Original Sin

Original Sin

As a playwright, Michael Cristofer won both a Tony and a Pulitzer Prize for The Shadow Box. As a screenwriter and director, his films (Body Shots, Gia) have been marked by overacting, shrill histrionics, and a lack of substance. Cristofer's cinematic losing streak continues with Original Sin, a characteristically overheated romantic thriller that would undoubtedly, and deservedly, have received a direct-to-video burial if not for the ubiquity of star Angelina Jolie. Adapted from the same Cornell Woolrich novel as François Truffaut's Mississippi Mermaid, Original Sin casts Jolie as the world's most attractive turn-of-the-century mail-order bride, and Antonio Banderas as her similarly improbable businessman husband. Both enter into the union under false pretenses, but they soon find themselves engaged in comically banal sex scenes, complete with easy-jazz accompaniment, soft-focus lighting, and body parts contorting in slow-motion ecstasy.
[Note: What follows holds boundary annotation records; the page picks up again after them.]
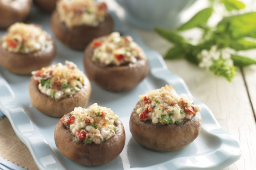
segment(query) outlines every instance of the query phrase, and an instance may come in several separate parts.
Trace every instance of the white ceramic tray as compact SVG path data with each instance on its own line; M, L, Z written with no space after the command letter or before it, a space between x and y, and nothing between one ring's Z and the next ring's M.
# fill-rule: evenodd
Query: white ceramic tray
M28 22L42 25L44 30L51 33L50 16L35 11L32 14ZM38 168L41 170L215 170L237 160L241 152L239 143L221 128L205 105L193 97L184 81L169 71L162 57L148 48L114 13L111 14L114 19L116 30L124 35L131 35L145 51L150 69L146 78L135 89L128 92L111 93L92 83L92 93L88 105L97 102L111 108L120 118L126 131L123 150L109 163L90 167L76 163L62 155L57 149L53 138L54 129L59 119L42 114L32 105L28 92L30 76L13 74L0 66L0 110L8 118L16 134L28 147ZM0 31L0 36L4 33ZM69 60L84 70L83 53L71 50L55 39L55 40L58 50L54 62L63 63L65 60ZM202 128L198 138L187 147L160 153L146 149L134 140L129 130L129 119L139 95L166 84L171 85L178 94L185 94L195 103L201 105Z

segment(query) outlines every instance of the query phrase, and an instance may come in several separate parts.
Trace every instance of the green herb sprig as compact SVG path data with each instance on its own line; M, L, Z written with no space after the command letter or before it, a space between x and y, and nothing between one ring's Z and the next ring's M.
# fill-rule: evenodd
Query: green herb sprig
M218 3L222 3L228 12L245 7L243 3L237 0L218 0ZM184 57L230 82L236 74L235 66L256 64L255 60L236 54L239 51L256 48L256 12L230 14L224 17L215 27L211 28L207 23L214 12L212 6L200 11L176 29L156 27L154 31L173 45L165 55L165 59ZM190 43L180 34L195 28L203 31L201 39L196 45Z

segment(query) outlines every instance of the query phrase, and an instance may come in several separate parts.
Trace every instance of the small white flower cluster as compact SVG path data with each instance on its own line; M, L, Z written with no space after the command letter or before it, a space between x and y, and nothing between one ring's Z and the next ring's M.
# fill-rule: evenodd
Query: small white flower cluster
M209 69L213 64L214 61L221 59L226 61L228 65L233 65L233 60L231 59L231 54L235 53L235 50L230 48L218 49L216 45L212 46L209 51L203 50L198 54L198 58L201 60L199 66L201 68Z

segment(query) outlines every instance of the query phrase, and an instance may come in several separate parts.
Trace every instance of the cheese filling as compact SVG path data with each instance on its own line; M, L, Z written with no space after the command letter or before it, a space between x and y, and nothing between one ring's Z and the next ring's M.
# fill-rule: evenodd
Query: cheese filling
M29 53L52 45L51 36L40 26L16 23L1 39L2 47L14 53Z
M201 110L183 94L178 95L171 85L140 95L135 106L140 120L150 120L154 124L181 124L185 119L191 119Z
M72 96L84 85L85 75L74 63L65 61L32 72L41 93L55 100Z
M120 36L117 32L108 35L103 42L94 41L93 46L96 47L93 60L99 61L106 65L135 63L143 58L141 48L132 38Z
M94 103L87 109L75 108L70 114L70 117L61 120L77 142L100 144L116 134L117 128L115 124L119 118L111 109Z
M106 4L96 4L94 0L60 0L56 8L61 20L68 28L83 25L97 26L107 14Z

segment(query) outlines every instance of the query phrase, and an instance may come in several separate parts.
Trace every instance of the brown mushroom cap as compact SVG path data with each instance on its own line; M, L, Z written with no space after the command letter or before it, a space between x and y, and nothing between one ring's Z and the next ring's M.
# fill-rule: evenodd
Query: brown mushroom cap
M43 10L52 12L55 9L58 0L33 0L35 3Z
M2 47L0 41L0 64L9 71L19 74L30 74L31 72L49 65L54 59L56 47L48 45L43 50L29 53L8 51Z
M60 41L72 48L79 50L83 50L94 38L111 33L113 26L112 17L108 14L105 20L96 27L82 25L70 28L61 21L56 10L52 14L51 22L52 32Z
M15 0L9 4L0 3L0 28L24 20L30 11L32 0Z
M167 151L182 149L192 143L199 135L201 124L199 112L180 125L154 124L151 120L141 122L134 108L130 118L130 130L135 140L144 147Z
M106 36L95 39L103 41ZM84 51L84 64L89 79L108 91L127 91L134 88L147 76L148 63L143 50L143 59L137 61L133 67L128 65L106 66L93 61L95 47L90 43Z
M34 106L39 111L53 117L60 117L74 110L77 107L86 106L91 92L91 85L87 78L84 77L84 85L80 91L70 96L55 100L41 93L38 83L31 78L29 83L29 95Z
M69 116L70 113L63 117ZM125 141L125 133L122 122L119 121L116 134L111 138L97 144L76 143L73 136L61 120L54 131L54 140L57 147L64 156L72 161L86 165L98 165L116 158L122 150Z

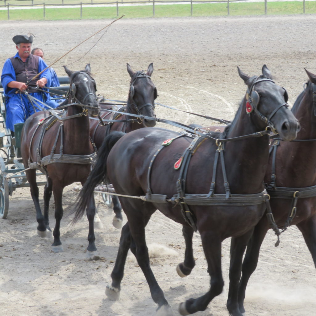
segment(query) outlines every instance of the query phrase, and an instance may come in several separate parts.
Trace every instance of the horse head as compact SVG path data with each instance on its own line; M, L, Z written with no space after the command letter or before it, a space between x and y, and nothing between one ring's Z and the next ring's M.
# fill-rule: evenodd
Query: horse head
M288 94L276 84L265 65L262 75L250 77L238 68L239 76L248 86L245 97L246 112L261 128L270 126L284 140L296 138L298 121L289 108Z
M154 67L152 63L148 66L147 72L134 72L128 64L127 71L131 76L131 84L129 93L128 102L135 112L139 115L155 118L155 100L158 96L157 90L150 79ZM152 127L156 125L156 121L146 118L142 120L145 127Z
M307 74L309 82L307 83L307 88L311 89L311 95L313 95L313 109L312 114L314 116L316 116L316 75L310 72L305 68L305 71Z
M72 71L65 66L64 68L70 78L69 94L71 102L79 103L84 107L88 106L89 114L97 116L99 110L95 94L96 84L91 75L90 64L86 66L84 70L78 71Z

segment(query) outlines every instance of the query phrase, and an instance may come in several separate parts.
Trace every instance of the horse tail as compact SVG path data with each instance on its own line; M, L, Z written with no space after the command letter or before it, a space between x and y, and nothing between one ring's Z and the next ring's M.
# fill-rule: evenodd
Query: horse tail
M92 198L94 188L103 181L106 181L106 161L112 148L125 135L122 132L113 131L104 138L98 151L98 159L78 195L75 209L72 212L75 216L72 221L75 224L82 217Z

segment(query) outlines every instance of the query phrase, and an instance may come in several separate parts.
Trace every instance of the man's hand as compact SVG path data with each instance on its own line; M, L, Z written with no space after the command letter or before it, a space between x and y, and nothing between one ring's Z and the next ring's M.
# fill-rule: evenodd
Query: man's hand
M20 91L26 90L27 88L27 86L22 82L18 82L18 87L16 87Z
M27 88L27 86L24 82L19 81L10 81L8 84L8 86L9 88L16 88L20 91L26 90Z
M42 88L47 83L47 80L45 78L41 78L36 82L36 84L40 88Z

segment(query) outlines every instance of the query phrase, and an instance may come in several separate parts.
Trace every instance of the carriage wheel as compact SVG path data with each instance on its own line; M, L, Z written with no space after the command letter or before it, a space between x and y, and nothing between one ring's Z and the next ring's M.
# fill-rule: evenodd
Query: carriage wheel
M5 218L9 209L9 185L5 178L7 170L2 157L0 157L0 216Z
M4 159L6 161L7 161L9 160L9 155L8 154L8 153L7 153L7 152L3 148L0 148L0 150L3 152L2 152L1 153L2 156L2 157L3 158L3 159ZM3 153L4 153L5 155L5 156L4 157L3 157Z

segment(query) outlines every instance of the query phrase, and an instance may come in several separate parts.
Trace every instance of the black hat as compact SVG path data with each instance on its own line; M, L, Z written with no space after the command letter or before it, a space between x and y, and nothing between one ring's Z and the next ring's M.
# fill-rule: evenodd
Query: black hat
M27 35L16 35L14 37L12 40L17 45L20 43L32 43L33 36L30 35L29 37Z

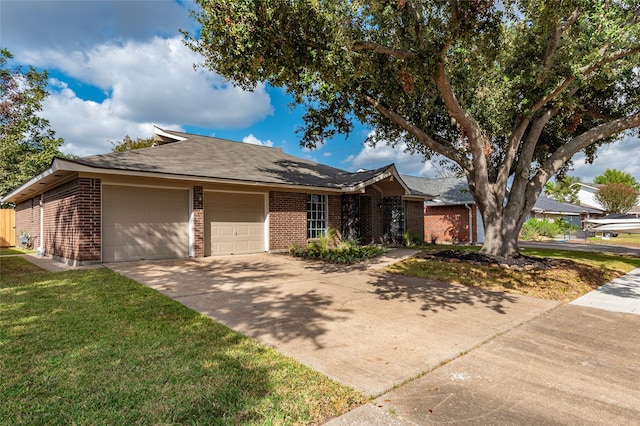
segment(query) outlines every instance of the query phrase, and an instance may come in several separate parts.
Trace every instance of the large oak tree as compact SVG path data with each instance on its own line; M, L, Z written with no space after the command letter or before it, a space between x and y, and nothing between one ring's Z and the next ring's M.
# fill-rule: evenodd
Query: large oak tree
M10 68L11 52L0 49L0 197L51 165L61 138L38 114L49 96L46 71Z
M517 256L545 183L640 125L638 0L196 0L187 44L244 88L306 106L301 143L369 142L466 176L485 253ZM508 186L510 190L508 191Z

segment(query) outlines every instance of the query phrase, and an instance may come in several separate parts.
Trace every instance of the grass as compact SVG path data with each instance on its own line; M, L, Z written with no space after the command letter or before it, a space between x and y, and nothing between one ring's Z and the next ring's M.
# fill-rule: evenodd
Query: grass
M468 246L429 246L424 251L444 249L479 250ZM387 268L389 272L438 281L482 287L567 303L640 266L640 258L605 253L527 248L523 254L566 259L551 270L517 272L499 267L448 263L411 258Z
M310 424L365 402L109 269L0 268L0 424Z
M613 244L616 246L640 247L640 234L618 234L609 240L603 240L601 237L591 237L589 242L593 244Z
M35 253L35 250L22 249L20 247L0 247L0 256L9 256L14 254Z

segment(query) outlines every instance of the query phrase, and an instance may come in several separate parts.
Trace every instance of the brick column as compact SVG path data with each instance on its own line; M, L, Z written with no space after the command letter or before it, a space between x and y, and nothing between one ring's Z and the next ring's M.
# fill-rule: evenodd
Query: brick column
M193 187L193 246L194 257L204 257L204 191Z

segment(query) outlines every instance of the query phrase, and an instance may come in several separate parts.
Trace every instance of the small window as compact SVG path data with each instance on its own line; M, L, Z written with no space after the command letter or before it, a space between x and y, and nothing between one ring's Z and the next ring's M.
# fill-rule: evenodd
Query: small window
M321 237L327 230L327 196L307 194L307 238Z

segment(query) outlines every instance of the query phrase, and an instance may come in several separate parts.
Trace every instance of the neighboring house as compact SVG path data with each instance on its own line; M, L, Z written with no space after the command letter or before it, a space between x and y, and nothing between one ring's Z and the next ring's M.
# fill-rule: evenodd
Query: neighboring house
M404 175L402 179L410 189L433 194L433 198L424 203L425 240L472 244L484 242L482 216L469 192L466 179L425 179ZM583 219L603 214L600 209L560 203L541 195L536 200L530 217L549 220L563 218L571 224L581 226Z
M578 200L580 200L581 206L591 207L594 209L598 209L605 213L604 207L602 204L596 200L596 194L598 190L602 188L604 185L600 185L597 183L588 183L588 182L576 182L574 185L578 185ZM638 204L628 212L633 216L640 216L640 195L638 196Z
M564 219L571 225L582 226L582 221L589 217L602 216L600 209L577 206L575 204L561 203L551 198L540 195L531 210L531 217L554 221Z
M16 232L70 264L287 250L328 228L423 236L427 193L394 165L350 173L281 149L156 128L152 148L56 158L8 194Z
M434 194L424 205L426 241L452 243L484 242L484 225L466 179L425 179L402 175L409 188Z

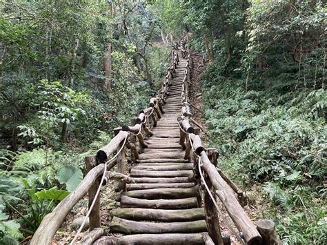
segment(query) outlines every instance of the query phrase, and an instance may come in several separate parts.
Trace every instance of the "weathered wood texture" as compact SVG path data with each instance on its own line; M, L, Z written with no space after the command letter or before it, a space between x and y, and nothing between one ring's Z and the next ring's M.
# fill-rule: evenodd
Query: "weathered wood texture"
M228 212L232 221L239 231L244 234L244 239L248 244L260 244L262 238L255 226L251 222L237 199L234 196L232 190L221 178L215 166L209 161L206 152L201 153L203 168L216 189L216 194Z
M203 208L166 210L151 208L117 208L111 211L112 216L133 220L155 222L188 222L204 219Z
M65 220L68 213L86 195L95 182L103 174L103 164L99 164L90 170L76 189L62 200L52 212L44 217L34 234L30 244L51 244L53 236L61 223Z
M110 232L123 234L141 233L192 233L206 231L204 220L184 222L139 222L114 217L110 225Z
M106 161L109 156L116 151L119 144L124 140L128 134L128 132L120 131L108 145L99 150L97 153L98 161L101 163Z
M281 239L276 232L275 223L271 220L261 219L257 222L257 228L262 236L264 244L279 245L282 244Z
M94 230L83 234L82 238L78 242L79 245L92 245L95 241L103 234L103 229L95 228Z
M195 234L137 234L121 237L107 237L100 244L124 245L203 245L205 244L201 233Z
M86 164L86 169L88 173L91 170L92 168L97 166L97 157L95 155L89 155L85 157L85 161ZM93 200L95 199L95 195L100 185L100 181L99 179L95 179L94 184L91 186L88 190L88 208L91 206ZM95 228L101 226L101 218L100 218L100 195L99 195L95 203L93 206L93 208L90 214L90 231L92 231Z

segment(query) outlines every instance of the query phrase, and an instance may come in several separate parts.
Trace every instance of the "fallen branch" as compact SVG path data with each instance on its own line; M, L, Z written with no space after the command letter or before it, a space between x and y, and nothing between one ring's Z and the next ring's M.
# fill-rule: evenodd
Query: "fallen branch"
M192 69L192 70L196 70L196 71L198 72L201 72L201 70L197 70L197 69L195 69L195 68L193 68L193 67L190 67L190 68Z
M106 177L110 179L120 180L126 183L130 183L132 182L130 177L120 173L107 171Z

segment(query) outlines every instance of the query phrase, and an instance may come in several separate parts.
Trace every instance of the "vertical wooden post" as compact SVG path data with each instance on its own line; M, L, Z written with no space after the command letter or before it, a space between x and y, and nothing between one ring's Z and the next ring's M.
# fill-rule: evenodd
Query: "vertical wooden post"
M183 150L186 149L186 146L185 144L185 137L186 137L186 133L179 128L179 144L181 146Z
M88 173L92 168L97 166L97 156L95 155L90 155L85 157L85 162L86 164L86 169ZM100 185L100 180L96 179L95 183L88 190L88 208L91 206L95 199L95 194ZM100 195L98 195L95 201L93 208L90 214L90 231L92 231L95 228L101 226L100 219Z
M204 179L210 190L212 188L212 184L207 174L204 175ZM215 197L215 195L212 195ZM222 245L223 239L220 233L219 219L218 213L206 189L204 190L204 211L206 213L206 221L207 224L208 232L215 242L215 244Z
M217 161L218 159L218 152L214 148L206 148L206 153L208 155L211 163L217 167Z
M121 148L123 150L118 154L117 157L117 171L118 173L121 173L123 175L126 173L126 164L125 162L126 156L125 156L125 149L123 149L123 142L121 142L119 144L119 146L118 146L117 150L119 150ZM119 182L119 190L126 191L126 184L123 181Z
M260 219L257 222L257 228L262 236L264 244L279 245L281 241L277 235L275 223L271 220Z

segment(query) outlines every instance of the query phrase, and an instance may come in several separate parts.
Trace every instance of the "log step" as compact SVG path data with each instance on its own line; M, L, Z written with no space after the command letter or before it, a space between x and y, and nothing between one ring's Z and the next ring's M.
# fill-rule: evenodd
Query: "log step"
M175 177L174 178L134 177L131 179L134 183L184 183L188 182L187 177Z
M120 206L121 208L188 209L197 208L199 206L197 197L147 200L123 195L120 201Z
M204 220L186 222L140 222L114 217L110 224L110 233L122 234L196 233L206 231Z
M161 165L144 165L135 164L132 166L131 169L141 169L150 171L171 171L171 170L190 170L193 169L193 164L184 164L165 166Z
M139 155L139 159L140 160L145 160L145 159L150 159L153 158L182 158L185 155L184 153L179 153L179 152L150 152L150 153L141 153Z
M204 245L203 233L128 235L120 237L103 237L99 244L123 245ZM97 241L96 241L97 242ZM98 245L97 244L97 245Z
M145 159L145 160L137 159L137 162L141 164L141 163L151 163L151 162L153 162L153 163L159 163L159 162L188 162L188 161L184 159L184 158L181 158L181 159L155 158L155 159Z
M137 221L164 222L190 222L205 219L204 208L167 210L151 208L115 208L111 215Z
M162 142L164 143L164 142ZM169 149L169 148L177 148L181 149L181 146L178 143L175 144L150 144L148 145L148 148L149 149Z
M127 190L145 190L145 189L155 189L155 188L190 188L194 186L193 183L186 182L186 183L142 183L142 184L127 184Z
M191 188L157 188L157 189L145 189L123 192L121 193L123 196L128 196L134 198L143 198L146 199L179 199L181 197L188 198L199 197L199 186L195 186Z
M177 170L177 171L149 171L140 169L132 169L131 177L188 177L193 173L192 170Z
M177 152L177 153L184 153L183 149L177 149L177 148L168 148L168 149L152 149L152 148L144 148L141 149L141 153L155 153L155 152L158 152L158 153L167 153L167 152Z

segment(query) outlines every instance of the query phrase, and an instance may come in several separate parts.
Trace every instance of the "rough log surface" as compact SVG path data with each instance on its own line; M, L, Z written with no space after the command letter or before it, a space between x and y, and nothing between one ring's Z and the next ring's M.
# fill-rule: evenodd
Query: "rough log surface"
M262 238L260 234L234 196L232 190L221 178L215 166L209 161L205 151L201 152L201 156L202 157L203 168L208 174L212 186L216 190L217 195L239 231L244 234L244 239L247 244L261 244Z
M117 208L111 211L112 216L126 219L155 222L188 222L204 219L203 208L166 210L151 208Z
M139 222L114 217L110 224L110 232L123 234L141 233L195 233L206 231L206 222Z

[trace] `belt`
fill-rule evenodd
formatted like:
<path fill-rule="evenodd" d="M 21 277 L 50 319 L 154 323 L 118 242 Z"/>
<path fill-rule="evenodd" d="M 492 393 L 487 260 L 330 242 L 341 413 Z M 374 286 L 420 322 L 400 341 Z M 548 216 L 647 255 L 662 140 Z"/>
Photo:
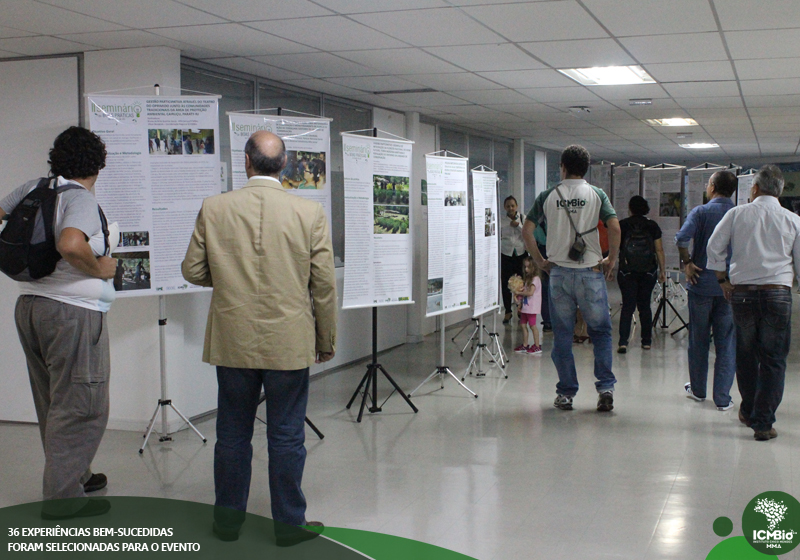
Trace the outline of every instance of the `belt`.
<path fill-rule="evenodd" d="M 764 290 L 783 290 L 790 292 L 791 288 L 782 284 L 736 284 L 733 287 L 734 292 L 761 292 Z"/>

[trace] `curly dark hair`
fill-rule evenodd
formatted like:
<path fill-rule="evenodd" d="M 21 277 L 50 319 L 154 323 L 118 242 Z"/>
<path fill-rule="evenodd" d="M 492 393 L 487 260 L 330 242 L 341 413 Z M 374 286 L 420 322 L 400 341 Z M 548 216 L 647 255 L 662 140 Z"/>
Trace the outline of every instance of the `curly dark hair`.
<path fill-rule="evenodd" d="M 50 173 L 65 179 L 93 177 L 106 166 L 106 145 L 94 132 L 71 126 L 53 141 Z"/>

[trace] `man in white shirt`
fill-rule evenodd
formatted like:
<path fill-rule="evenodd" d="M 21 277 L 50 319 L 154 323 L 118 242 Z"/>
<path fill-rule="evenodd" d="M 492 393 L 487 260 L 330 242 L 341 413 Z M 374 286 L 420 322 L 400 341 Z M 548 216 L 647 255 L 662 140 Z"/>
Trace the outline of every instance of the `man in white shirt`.
<path fill-rule="evenodd" d="M 572 410 L 572 400 L 578 392 L 572 332 L 580 307 L 594 344 L 597 410 L 608 412 L 614 408 L 617 380 L 611 371 L 611 316 L 606 278 L 613 278 L 620 227 L 608 196 L 583 179 L 589 162 L 589 152 L 583 146 L 564 149 L 561 153 L 562 182 L 536 198 L 522 235 L 537 266 L 550 272 L 550 319 L 554 335 L 551 357 L 559 379 L 553 406 Z M 600 249 L 599 220 L 608 228 L 606 258 Z M 547 226 L 547 259 L 542 257 L 534 237 L 540 223 Z"/>
<path fill-rule="evenodd" d="M 708 241 L 707 267 L 731 300 L 736 323 L 739 420 L 758 441 L 778 436 L 772 425 L 783 398 L 792 326 L 792 282 L 800 278 L 800 216 L 778 202 L 783 175 L 762 167 L 750 204 L 730 210 Z M 725 259 L 731 248 L 730 278 Z"/>

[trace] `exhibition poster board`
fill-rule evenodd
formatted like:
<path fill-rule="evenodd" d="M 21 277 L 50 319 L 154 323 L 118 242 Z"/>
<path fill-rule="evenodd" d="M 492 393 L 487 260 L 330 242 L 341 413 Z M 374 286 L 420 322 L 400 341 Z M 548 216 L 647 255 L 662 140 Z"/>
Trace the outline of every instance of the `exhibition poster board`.
<path fill-rule="evenodd" d="M 428 154 L 426 317 L 469 307 L 467 159 Z"/>
<path fill-rule="evenodd" d="M 497 227 L 497 172 L 472 170 L 475 307 L 472 316 L 499 307 L 500 242 Z"/>
<path fill-rule="evenodd" d="M 319 202 L 331 223 L 331 119 L 228 113 L 231 131 L 231 179 L 233 189 L 247 182 L 244 145 L 259 130 L 280 136 L 286 145 L 286 167 L 281 184 L 288 192 Z"/>
<path fill-rule="evenodd" d="M 682 166 L 647 168 L 642 187 L 642 196 L 650 204 L 648 217 L 661 228 L 666 267 L 676 270 L 680 257 L 674 240 L 681 228 L 685 171 Z"/>
<path fill-rule="evenodd" d="M 595 163 L 589 167 L 589 184 L 600 188 L 609 200 L 612 200 L 614 189 L 614 164 Z"/>
<path fill-rule="evenodd" d="M 638 164 L 614 166 L 614 192 L 612 204 L 620 220 L 628 217 L 628 203 L 641 193 L 642 167 Z"/>
<path fill-rule="evenodd" d="M 203 199 L 219 194 L 216 96 L 89 95 L 89 127 L 108 156 L 95 184 L 117 222 L 118 296 L 203 290 L 181 263 Z"/>
<path fill-rule="evenodd" d="M 413 303 L 409 140 L 342 133 L 342 308 Z"/>

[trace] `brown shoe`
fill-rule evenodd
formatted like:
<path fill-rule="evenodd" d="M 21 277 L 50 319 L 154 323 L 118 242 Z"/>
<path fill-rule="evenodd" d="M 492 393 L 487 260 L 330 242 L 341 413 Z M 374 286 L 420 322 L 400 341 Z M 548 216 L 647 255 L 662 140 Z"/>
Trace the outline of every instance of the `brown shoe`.
<path fill-rule="evenodd" d="M 754 432 L 753 437 L 756 441 L 769 441 L 778 437 L 778 432 L 775 428 L 770 428 L 767 432 Z"/>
But Banderas' happiness is short-lived, as Jolie predictably flees town with all of his money. As Banderas' obsession grows more overwrought, Cristofer ratchets up the melodrama accordingly, combining ham-fisted symbolism (Jolie at one point kills a songbird in a cage) with some of the ripest dialogue this side of a Fabio-penned romance novel. In more gifted hands, Original Sin might have been a dark, haunting look at the self-delusional nature of obsession and the complicated intersection of love and lust. In Cristofer's hands, it feels like a Zalman King schlockfest decked out in period drag.